By the method for storing helium in the underground salt cavern on a large scale, the low price purchase and high price sale of helium are properly carried out under the action of the domestic and foreign economic environment and the market environment, so that the long-term safe operation of a helium storage warehouse is maintained, and self-negative profit and loss or profit and harvest are realized.

The above-described embodiments are merely exemplary, and it should be understood by those skilled in the art that the methods and systems described herein are not limited to the examples described in the detailed description. Other embodiments will occur to those skilled in the art from consideration of the specification of the invention, which is also within the scope of the invention as claimed.

Claims (8)

1. A method for large-scale helium storage in an underground salt cavern, which is characterized by comprising the following steps:

mixing helium with natural gas to form a mixed gas;

and injecting the mixed gas into an underground salt cavern for storage.

2. The method of mass helium storage in a salt cavern of claim 1, wherein the volume ratio of helium to natural gas in the gas mixture is 5%.

3. The method of mass helium storage in an underground salt cavern of claim 1, wherein said mixing helium with natural gas comprises:

delivering the helium and the natural gas to a gas mixing vessel, respectively;

determining the concentration of helium and the concentration of other gases than helium in the gas mixing vessel;

and respectively adjusting the flow rates of helium and natural gas which are delivered to the gas mixing container according to the determined concentration of helium in the gas mixing container and the determined concentration of other gases except helium.

4. A method of mass helium storage in an underground salt cavern as set forth in claim 3, further comprising:

a gas pressure disturbance is generated in the gas mixing vessel to substantially fuse the gas in the gas mixing vessel.

5. The method of mass helium storage in an underground salt cavern of claim 1, further comprising:

determining the pressure of the gas mixture injected into the underground salt cavern;

and adjusting the flow rate of the gas mixture injected into the underground salt cavern according to the pressure of the compressed gas mixture injected into the underground salt cavern.

6. The method of mass helium storage in an underground salt cavern of claim 1, further comprising:

detecting the air pressure in the cavity of the underground salt cavern in the storage process of the mixed gas;

determining whether the air pressure in the cavity of the underground salt cavern is within a specified air pressure range;

and when the air pressure in the cavity of the underground salt cavern is not in the specified air pressure range, adjusting the air pressure in the cavity of the underground salt cavern.
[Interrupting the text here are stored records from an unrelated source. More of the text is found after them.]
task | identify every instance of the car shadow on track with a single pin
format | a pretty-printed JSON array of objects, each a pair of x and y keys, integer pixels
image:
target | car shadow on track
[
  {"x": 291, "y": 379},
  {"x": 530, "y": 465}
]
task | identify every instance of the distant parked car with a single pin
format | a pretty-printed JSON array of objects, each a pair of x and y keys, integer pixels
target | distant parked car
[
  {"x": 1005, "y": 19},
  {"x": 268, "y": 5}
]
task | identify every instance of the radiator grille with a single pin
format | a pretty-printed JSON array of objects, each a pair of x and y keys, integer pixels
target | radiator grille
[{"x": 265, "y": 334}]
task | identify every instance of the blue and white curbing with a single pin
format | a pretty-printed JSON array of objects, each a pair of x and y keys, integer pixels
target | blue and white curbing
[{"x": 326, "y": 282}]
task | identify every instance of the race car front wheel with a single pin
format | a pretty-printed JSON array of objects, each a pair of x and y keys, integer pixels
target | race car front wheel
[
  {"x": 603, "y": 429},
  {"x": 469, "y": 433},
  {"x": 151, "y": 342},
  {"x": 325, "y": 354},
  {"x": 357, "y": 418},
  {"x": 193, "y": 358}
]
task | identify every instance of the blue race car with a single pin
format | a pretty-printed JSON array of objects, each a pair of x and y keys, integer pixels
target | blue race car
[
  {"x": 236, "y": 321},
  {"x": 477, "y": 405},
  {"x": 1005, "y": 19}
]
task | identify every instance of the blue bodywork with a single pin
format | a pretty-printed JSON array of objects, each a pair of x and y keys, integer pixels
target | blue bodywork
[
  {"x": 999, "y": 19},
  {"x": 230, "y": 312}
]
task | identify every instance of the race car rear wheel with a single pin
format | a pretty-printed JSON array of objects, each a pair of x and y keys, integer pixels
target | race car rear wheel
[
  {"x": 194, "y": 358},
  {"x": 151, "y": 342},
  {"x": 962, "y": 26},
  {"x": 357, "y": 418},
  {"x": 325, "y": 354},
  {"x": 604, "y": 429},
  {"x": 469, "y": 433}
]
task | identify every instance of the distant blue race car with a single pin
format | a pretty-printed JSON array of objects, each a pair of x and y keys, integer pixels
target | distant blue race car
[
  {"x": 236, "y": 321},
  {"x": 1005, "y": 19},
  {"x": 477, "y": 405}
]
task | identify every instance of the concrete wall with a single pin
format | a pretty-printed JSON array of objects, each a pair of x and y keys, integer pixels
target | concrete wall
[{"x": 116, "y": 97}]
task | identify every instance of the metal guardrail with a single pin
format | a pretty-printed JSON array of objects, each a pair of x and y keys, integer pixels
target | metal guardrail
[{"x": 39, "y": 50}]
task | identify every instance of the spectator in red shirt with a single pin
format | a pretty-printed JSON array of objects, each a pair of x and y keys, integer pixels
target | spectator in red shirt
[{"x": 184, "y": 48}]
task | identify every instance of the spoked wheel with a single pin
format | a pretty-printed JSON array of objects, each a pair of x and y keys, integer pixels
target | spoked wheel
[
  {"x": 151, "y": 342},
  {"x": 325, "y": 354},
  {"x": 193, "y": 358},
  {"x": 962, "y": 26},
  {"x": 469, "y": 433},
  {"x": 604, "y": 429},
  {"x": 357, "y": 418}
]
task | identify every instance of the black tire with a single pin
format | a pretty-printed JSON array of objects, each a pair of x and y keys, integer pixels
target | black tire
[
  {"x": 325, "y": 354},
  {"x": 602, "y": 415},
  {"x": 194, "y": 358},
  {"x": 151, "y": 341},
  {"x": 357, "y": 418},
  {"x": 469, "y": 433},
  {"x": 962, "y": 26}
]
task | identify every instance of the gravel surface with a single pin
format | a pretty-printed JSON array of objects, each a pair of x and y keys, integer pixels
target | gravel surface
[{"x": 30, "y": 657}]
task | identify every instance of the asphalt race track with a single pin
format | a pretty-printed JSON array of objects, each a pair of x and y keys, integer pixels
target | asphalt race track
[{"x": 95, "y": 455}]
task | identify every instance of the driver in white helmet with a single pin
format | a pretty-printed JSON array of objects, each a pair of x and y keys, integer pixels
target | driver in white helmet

7. The method of mass helium storage in an underground salt cavern of claim 1, further comprising, after injecting the mixture into the underground salt cavern for storage:

injecting and extracting the mixed gas stored in the underground salt cavern;

helium is separated from the gas mixture produced by injection.

8. The method of mass helium storage in an underground salt cavern of claim 1, comprising, prior to said mixing helium with natural gas:

converting the prepared liquid helium into the helium.